Saturday, September 10, 2016

Triggers: Still Reading Your Books






Triggers:
Still Reading Your Books

I went ahead and had the children,
the life of ease and faithfulness, the
palm and the breast, every millimeter of delight in the body,
took it all without you as if
in taking it after all I could most
honor you.
                                                Cambridge Elegy
                                                Sharon Olds


Reading through you
            line by line spine by spine
binding after binding
it’s quick sometimes like a smear
on his cuff after he’d stuffed
it all right in
to the elbow
into the front of my pants
in the kitchen while the raw
wings and legs and thighs
spread their wide plucked out lives
clean as new skin
in the roasting pan.
Almost free of this life,
this is their one final leap,
to be eaten after they’re laid
down, eaten now because
they’d missed the egg stage,
the shitty in the nest and cooling
off stage and risking it, (she I’m saying)
because there’d been foxes
and coons in the henhouse.
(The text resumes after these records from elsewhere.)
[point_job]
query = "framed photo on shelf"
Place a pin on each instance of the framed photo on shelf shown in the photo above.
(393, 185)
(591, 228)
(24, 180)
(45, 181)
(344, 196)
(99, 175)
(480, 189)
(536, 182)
It's
the last straw, it will see her
gone after he rolled
over in bed and grasped that soap
opera cliché of empty
sheets: there is nothing left
to do but pull them up
to his mouth and nose and breathe.
It’s fresh clean and bleach
and she’s free as bubbles
and sunshine.

When your books finally came
                to me like you said they would
                I was surprised at how few
                there were because I’d remembered
                a whole library of spines
                carefully organized by theme
                on the shelves you’d built
                that were so sturdy
                they could have been the bed
                we’d made to love and wrecked
                if we had ever made a bed to love and wreck.
                But it wasn’t like that for us--
                two married people who’d sworn other aliances:
                                you to a lovely (after the first harpy
                                                but the sex was great you’d said
                                                after you’d known me for years,
                                                anytime I wanted a piece
                                                of ass…and you apologized
                                                like you wanted me to see
                                                the gallant you you’d become
                                                but I could guess and I did but
                                                tenderly at first, the way a nurse
                                                would move an elbow with
                                                the same curtesy as she would
                                                your testicles after your bath
                                                after your first stroke
                                me to a boy really (a house cat you’d called
                                                him) (but not my first boy
                                                and the sex with him was dirty was
                                                a cesspool I’d said after I’d known you
                                                for years and after that I could tell
                                                you wanted to
                                                show me it wasn’t all like thighs
                                                spread wider than the sky
                                                his flight coming in but deliberately
            changing course without telling me
            and for a while your quiet  
                                (because I’d said I was days
                                alone in my room, there was a lot
                                of blood and shit
        like that and after that…well)
was the only balm I would have
needed to get me to walk straight
again if you’d been there then---

So now when I’m reading 
                your copy of Sharon Old’s The Gold
                Cell I notice your highlights and those
                you want to come back to later on and they’re
                the poems that remember
                Firsts:      First Boyfriend
                                First Sex
                                First Love
                And now, because I know more
                about sex and dying and find it appropriate
                                an Elegy.
After all, where else is there to land
                after you fall, after the stars go out
                after they’ve been stirred from the bottom
                of their cell and played
                up and up and up and maybe
                they won’t make it maybe
                they stand at the bottom of those stairs
                like you did
                and feel the bottom rise up
                and the top fall down
                and the squeeze of the veins
                and the quickening  
                and the ecstasy after all these
                                celibate years
                coming alive while all you can do now
                                is die.

And these few books I keep repeat us
                somehow, even after your ten years gone:
                                every time I open one I smell:
                                                your mouth after three whiskeys and a big cigar
                                                the breakfast you cooked for me
                                                when I told you about the repeated sodomies
                                                and the pine tree sweat falling on us
                                                while we walk and walk deeper and deeper
                                                we walk.